Kaget melihat reaksi temannya yang tiba-tiba marah, Joni yang nampaknya memang lebih junior dari Robi, kemudian dengan cepat segera mengambil kembali sampah yang barusan ia buang dengan seenaknya. Kemudian dengan ekspresi agak malu, Joni segera meminta maaf pada Robi atas kesalahan yang ia perbuat.

Secuil cerita di atas saya saksikan secara langsung saat sedang beristirahat di sebuah shelter dekat Goa Walet pada jalur pendakian Gunung Ciremai. Melihat adegan ini, saya jadi senyum-senyum sendiri, teringat pengalaman yang sama saat dulu dimarahi seorang pendaki senior karena membuang sampah dengan seenaknya.

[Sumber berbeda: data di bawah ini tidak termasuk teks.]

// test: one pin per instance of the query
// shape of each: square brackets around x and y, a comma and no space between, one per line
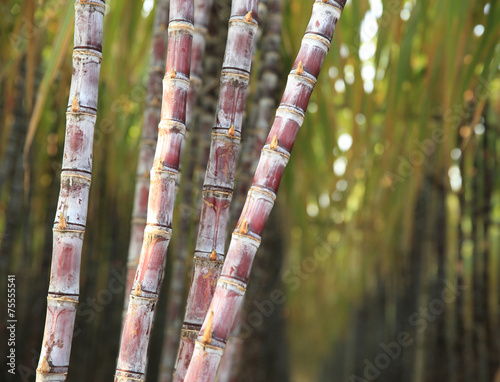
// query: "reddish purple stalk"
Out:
[177,287]
[219,178]
[164,174]
[149,137]
[232,283]
[71,214]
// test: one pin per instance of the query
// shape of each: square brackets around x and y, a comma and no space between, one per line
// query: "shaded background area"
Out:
[386,237]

Cerita ini juga kemudian menjadi bahan renungan bagi saya, betapa masih banyak pendaki-pendaki nakal serupa Joni yang tega mengotori gunung dengan perbuatan-perbuatan bodohnya, betapa masih tipis lapisan kepedulian kita pada upaya untuk menjaga kelestarian alam.

***

Melihat fakta yang ada, saya bisa bilang, sekarang ini, mendaki gunung telah menjadi cukup mudah untuk dilakukan oleh siapa saja. Dengan kondisi dimana banyak hal yang kini telah menjadi serba mudah, terutama untuk akses informasi dan transportasi, asalkan ada uang, ada peralatan, ada waktu, dan ada kemauan, rasanya, kini siapa pun bisa dengan mudah pergi untuk mendaki gunung.

Dan seperti apa yang kita bisa lihat bersama, animo masyarakat terhadap kegiatan mendaki gunung, kian hari kian tinggi, setiap akhir pekan, gunung-gunung kini dipenuhi banyak pengunjung. Hal ini tentu menjadi fenomena yang sangat positif untuk perkembangan dunia pariwisata negeri ini, khususnya wisata minat khusus petualangan. Pemerintah dan masyarakat setempat sangat diuntungkan dengan tingginya animo masyarakat terhadap kegiatan pendakian gunung. Namun, disamping dampak positif yang dibawa, ada pula hal-hal negative yang harus menjadi perhatian kita bersama.

Karena berbagai kemudahan itu, justru kini semakin banyak orang yang mendaki dengan asal, tanpa peduli pada tanggungjawab yang harus diemban oleh setiap pendaki gunung yang berposisi sebagai tamu di alam bebas, baik itu tanggungjawab terhadap diri sendiri, orang lain, maupun alam sekitar.


Di satu waktu, saya pernah bertemu beberapa orang pendaki yang tampak tidak mempersiapkan kebutuhan perbekalan dengan baik. Mereka terlihat sangat bingung karena kehabisan persediaan air di tengah perjalanan. Akhirnya, karena terpaksa, mereka kemudian memberanikan diri meminta persediaan air pada pendaki lain. Beruntung saat itu ada pendaki lain yang meski terlihat agak sedikit kesal, namun dengan baik hati rela membagi persediaan airnya.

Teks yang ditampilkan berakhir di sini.